The range for a MACD is high if the price of the underlying is high. So, it becomes difficult to measure and identify the crossovers, but that’s not the case in price oscillators. No matter how big the share price is, PPO will range between a small and noticeable value. This is one big advantage of a price oscillator over MACD. So, no matter whichever stock or index chosen, a trader will be able to easily identify buy or sell signals.

Price oscillator is also used to measure the volatility in a stock. “The price oscillator’s range for a given stock is higher than the other”, means that the former one is more volatile than the latter one. Traders use this method to identify a high beta stock in a particular sector. So, if a price oscillator for a specific stock is ranging between a higher value than the others in the same sector, then the risks and rewards associated with that specific stock are bigger. If a stock has comparatively bigger difference between the 2 EMAs considered, it implies that the particular stock is volatile and is facing large swings. Mathematically, if the difference between the two considered EMAs, [in this case 12 and 26 EMA] is big, then, it clearly shows that the price oscillator percentage will be a bit on the upside.
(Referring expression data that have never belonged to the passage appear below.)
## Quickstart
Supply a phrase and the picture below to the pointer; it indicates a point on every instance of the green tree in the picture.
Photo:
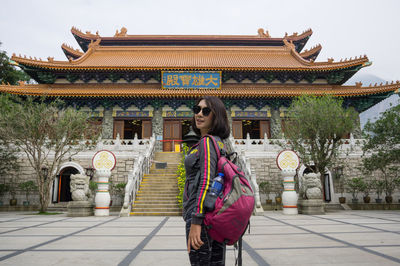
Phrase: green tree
(8, 158)
(9, 74)
(315, 128)
(47, 133)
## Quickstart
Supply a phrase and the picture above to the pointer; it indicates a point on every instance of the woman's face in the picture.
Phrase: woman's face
(203, 122)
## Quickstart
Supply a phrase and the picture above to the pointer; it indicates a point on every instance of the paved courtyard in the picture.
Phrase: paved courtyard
(338, 238)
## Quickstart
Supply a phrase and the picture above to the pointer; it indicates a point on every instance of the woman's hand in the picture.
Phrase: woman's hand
(194, 237)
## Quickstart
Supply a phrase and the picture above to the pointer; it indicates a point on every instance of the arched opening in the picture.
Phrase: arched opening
(64, 179)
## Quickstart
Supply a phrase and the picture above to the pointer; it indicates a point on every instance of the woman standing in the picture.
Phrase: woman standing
(210, 118)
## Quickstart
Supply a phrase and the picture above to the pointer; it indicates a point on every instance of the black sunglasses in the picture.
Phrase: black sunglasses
(206, 110)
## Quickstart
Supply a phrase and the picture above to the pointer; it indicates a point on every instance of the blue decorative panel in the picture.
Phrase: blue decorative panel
(250, 114)
(133, 114)
(191, 79)
(182, 114)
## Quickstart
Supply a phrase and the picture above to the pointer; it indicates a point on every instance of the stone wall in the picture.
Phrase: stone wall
(125, 162)
(263, 165)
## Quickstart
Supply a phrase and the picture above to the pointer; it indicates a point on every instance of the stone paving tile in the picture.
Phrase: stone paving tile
(170, 242)
(341, 228)
(6, 229)
(390, 251)
(15, 243)
(172, 231)
(117, 231)
(19, 224)
(340, 238)
(41, 231)
(94, 242)
(288, 241)
(67, 258)
(394, 227)
(277, 229)
(369, 239)
(168, 257)
(322, 256)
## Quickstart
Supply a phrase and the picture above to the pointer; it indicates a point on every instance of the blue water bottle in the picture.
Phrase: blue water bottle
(214, 191)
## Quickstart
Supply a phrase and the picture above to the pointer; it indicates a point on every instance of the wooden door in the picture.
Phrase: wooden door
(146, 129)
(172, 131)
(265, 127)
(237, 130)
(118, 129)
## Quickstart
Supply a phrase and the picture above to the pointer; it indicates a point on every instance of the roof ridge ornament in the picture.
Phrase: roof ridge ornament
(95, 44)
(288, 44)
(122, 33)
(262, 34)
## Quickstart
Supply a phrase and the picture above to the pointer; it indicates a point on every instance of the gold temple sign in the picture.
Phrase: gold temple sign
(287, 160)
(191, 79)
(104, 160)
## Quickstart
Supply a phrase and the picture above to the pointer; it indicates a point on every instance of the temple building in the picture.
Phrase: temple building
(146, 85)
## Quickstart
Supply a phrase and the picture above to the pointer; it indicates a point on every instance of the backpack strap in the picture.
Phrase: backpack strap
(216, 147)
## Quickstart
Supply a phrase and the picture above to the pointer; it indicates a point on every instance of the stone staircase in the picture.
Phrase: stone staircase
(159, 189)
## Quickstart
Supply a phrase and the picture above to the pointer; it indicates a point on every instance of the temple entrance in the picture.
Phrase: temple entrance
(255, 128)
(173, 132)
(61, 185)
(127, 128)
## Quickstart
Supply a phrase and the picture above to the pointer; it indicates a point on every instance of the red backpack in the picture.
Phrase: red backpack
(229, 220)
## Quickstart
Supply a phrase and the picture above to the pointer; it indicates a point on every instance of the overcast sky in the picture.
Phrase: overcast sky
(344, 28)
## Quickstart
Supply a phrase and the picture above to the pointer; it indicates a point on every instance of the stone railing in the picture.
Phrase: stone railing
(350, 145)
(135, 176)
(245, 166)
(118, 144)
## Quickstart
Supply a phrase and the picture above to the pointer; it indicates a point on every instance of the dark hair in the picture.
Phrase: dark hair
(220, 125)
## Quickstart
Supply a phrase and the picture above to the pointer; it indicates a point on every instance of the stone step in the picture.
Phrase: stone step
(156, 205)
(155, 209)
(171, 170)
(151, 174)
(157, 193)
(156, 201)
(155, 184)
(156, 213)
(173, 179)
(159, 183)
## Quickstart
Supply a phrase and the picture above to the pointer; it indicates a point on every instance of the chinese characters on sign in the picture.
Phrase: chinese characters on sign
(191, 80)
(251, 114)
(185, 114)
(132, 114)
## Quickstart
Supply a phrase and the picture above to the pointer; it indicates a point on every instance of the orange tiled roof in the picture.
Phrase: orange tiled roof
(306, 53)
(227, 90)
(191, 57)
(122, 34)
(70, 50)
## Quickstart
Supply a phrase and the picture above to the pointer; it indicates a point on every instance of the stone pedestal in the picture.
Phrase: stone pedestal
(102, 198)
(311, 206)
(289, 195)
(80, 208)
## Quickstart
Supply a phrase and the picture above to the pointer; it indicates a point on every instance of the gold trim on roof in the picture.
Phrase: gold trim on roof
(237, 58)
(227, 90)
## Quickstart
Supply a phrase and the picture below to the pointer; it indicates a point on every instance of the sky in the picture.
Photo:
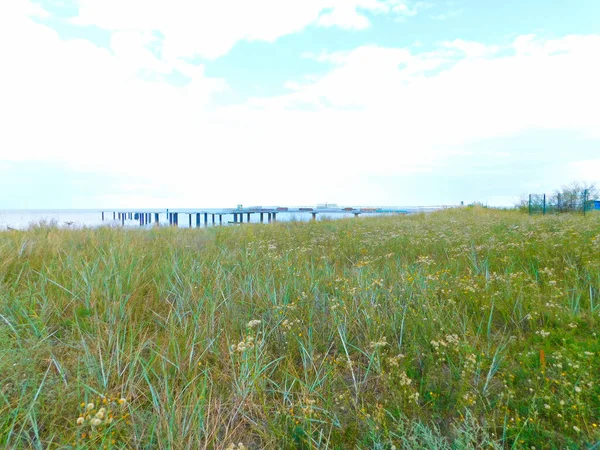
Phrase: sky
(197, 103)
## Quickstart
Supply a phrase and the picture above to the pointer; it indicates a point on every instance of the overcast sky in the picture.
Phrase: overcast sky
(185, 103)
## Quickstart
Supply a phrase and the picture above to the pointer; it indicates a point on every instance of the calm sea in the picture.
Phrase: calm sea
(77, 218)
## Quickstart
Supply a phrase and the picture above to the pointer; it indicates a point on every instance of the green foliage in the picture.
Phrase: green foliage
(463, 329)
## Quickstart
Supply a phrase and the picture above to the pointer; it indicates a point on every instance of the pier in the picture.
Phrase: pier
(212, 217)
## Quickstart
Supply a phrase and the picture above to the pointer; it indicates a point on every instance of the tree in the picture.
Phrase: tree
(572, 196)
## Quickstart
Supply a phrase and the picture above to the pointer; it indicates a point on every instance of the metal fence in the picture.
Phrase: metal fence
(573, 202)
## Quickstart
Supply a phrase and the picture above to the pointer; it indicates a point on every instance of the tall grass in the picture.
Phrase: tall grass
(460, 329)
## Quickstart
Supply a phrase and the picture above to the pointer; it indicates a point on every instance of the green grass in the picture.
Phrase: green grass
(462, 329)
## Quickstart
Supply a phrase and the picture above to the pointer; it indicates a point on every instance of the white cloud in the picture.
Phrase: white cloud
(211, 28)
(378, 111)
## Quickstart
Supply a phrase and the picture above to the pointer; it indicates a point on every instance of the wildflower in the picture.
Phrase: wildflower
(95, 422)
(381, 343)
(253, 323)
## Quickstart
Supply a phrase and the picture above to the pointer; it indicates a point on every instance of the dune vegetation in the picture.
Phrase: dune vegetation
(466, 328)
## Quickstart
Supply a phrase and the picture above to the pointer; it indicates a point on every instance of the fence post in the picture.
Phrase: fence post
(544, 210)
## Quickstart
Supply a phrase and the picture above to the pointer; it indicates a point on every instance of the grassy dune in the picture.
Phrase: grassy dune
(460, 329)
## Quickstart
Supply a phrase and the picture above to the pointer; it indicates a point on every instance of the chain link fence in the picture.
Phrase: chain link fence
(573, 202)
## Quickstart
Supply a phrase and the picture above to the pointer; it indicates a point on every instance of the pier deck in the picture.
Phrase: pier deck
(206, 217)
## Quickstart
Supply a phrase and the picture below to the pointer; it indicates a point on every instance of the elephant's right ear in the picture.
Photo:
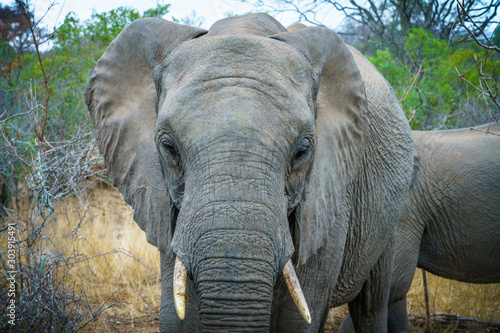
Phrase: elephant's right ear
(122, 100)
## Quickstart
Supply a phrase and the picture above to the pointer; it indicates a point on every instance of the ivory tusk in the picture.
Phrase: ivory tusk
(180, 276)
(292, 282)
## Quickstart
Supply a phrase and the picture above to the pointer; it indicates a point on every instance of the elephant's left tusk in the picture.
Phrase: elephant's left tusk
(180, 276)
(292, 282)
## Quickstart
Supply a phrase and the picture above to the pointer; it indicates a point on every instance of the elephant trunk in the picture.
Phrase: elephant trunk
(232, 234)
(234, 280)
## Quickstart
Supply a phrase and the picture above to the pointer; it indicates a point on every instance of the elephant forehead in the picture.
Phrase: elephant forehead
(267, 60)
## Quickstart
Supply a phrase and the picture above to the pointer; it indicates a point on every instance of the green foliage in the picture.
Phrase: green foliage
(431, 66)
(495, 38)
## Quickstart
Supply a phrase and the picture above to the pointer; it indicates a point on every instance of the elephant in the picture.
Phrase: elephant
(269, 166)
(451, 222)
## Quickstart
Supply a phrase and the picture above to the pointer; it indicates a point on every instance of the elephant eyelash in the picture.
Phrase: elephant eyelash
(303, 151)
(168, 146)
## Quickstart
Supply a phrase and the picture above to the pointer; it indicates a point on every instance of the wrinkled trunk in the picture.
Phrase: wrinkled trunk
(233, 236)
(234, 288)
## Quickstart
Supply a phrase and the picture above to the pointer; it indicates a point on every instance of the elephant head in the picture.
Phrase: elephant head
(235, 147)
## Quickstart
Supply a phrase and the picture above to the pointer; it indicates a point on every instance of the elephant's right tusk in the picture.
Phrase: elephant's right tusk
(180, 276)
(292, 282)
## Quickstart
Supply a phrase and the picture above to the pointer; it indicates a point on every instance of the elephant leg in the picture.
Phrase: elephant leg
(369, 308)
(347, 325)
(398, 316)
(169, 321)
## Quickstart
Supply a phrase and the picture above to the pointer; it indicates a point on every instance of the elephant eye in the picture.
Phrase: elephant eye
(168, 146)
(301, 153)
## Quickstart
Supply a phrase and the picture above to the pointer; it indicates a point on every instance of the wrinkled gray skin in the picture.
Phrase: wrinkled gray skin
(247, 145)
(451, 222)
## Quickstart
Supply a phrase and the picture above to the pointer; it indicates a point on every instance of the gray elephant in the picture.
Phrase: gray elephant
(248, 150)
(451, 222)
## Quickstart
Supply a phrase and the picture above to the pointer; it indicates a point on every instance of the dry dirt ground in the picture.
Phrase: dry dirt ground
(126, 269)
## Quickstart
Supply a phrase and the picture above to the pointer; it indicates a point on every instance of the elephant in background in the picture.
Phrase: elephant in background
(451, 222)
(255, 157)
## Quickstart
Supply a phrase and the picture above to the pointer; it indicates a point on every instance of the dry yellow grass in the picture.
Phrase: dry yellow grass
(129, 272)
(123, 267)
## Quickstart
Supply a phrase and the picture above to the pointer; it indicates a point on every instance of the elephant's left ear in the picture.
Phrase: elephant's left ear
(122, 99)
(342, 136)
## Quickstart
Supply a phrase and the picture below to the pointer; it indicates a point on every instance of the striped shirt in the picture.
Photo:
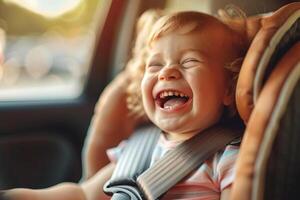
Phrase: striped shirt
(205, 183)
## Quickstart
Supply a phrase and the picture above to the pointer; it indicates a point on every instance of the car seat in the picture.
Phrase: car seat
(267, 96)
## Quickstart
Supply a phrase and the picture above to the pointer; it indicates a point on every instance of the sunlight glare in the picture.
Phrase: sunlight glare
(47, 8)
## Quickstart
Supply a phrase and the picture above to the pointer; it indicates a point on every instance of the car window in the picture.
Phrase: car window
(46, 47)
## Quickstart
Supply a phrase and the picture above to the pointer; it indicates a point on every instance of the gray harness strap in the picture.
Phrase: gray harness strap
(129, 181)
(177, 164)
(134, 161)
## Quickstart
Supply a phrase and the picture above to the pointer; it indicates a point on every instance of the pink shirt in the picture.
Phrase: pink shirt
(205, 183)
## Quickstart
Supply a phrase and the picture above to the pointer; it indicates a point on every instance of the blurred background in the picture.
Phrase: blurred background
(45, 47)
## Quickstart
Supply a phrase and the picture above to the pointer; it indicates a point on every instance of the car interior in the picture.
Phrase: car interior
(57, 62)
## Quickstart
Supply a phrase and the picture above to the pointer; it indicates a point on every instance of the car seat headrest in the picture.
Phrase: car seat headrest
(264, 32)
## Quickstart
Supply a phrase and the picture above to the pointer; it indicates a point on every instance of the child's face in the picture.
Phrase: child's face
(184, 86)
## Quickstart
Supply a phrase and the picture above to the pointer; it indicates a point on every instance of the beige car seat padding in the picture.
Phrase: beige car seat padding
(258, 122)
(268, 26)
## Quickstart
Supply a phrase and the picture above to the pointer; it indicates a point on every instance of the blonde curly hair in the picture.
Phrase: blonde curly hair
(136, 64)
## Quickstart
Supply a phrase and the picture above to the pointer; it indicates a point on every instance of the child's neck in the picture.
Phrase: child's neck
(179, 136)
- Price oscillator is measured as a percentage. That makes it more simple and convenient to identify crossovers.
- It ranges between a small value and that makes it more efficient than MACD.
- The uptrends and downtrends in a price oscillator can be used to measure the momentum in the particular stock or an index.
- As with many indicators, price oscillator is used to identify a trend before the underlying stock or an index starts behaving.
- Despite huge price changes in the corresponding stock or underlying, price oscillator can be used to generate signals.
- Price oscillator tends to generate huge returns under trending markets.

- Price oscillator always doesn’t identify trends, based on crossovers, as is the case with many indicators.
- It cannot be able to show overbought and oversold levels.
- A price oscillator doesn’t work under sideways or choppy market.

The main use of a price oscillator is to identify trends before the actual trend starts performing. It is measured on a percentage basis and that is a big advantage compared to MACD. Using price oscillator along with other indicators like RSI, Stochastic oscillator, etc. will make trade more profitable. The main drawback of a price oscillator is its inability to identify overbought and oversold levels. Price oscillators are generally used in trending markets. No matter, how far the stock goes, a price oscillator will be able to depict its movement.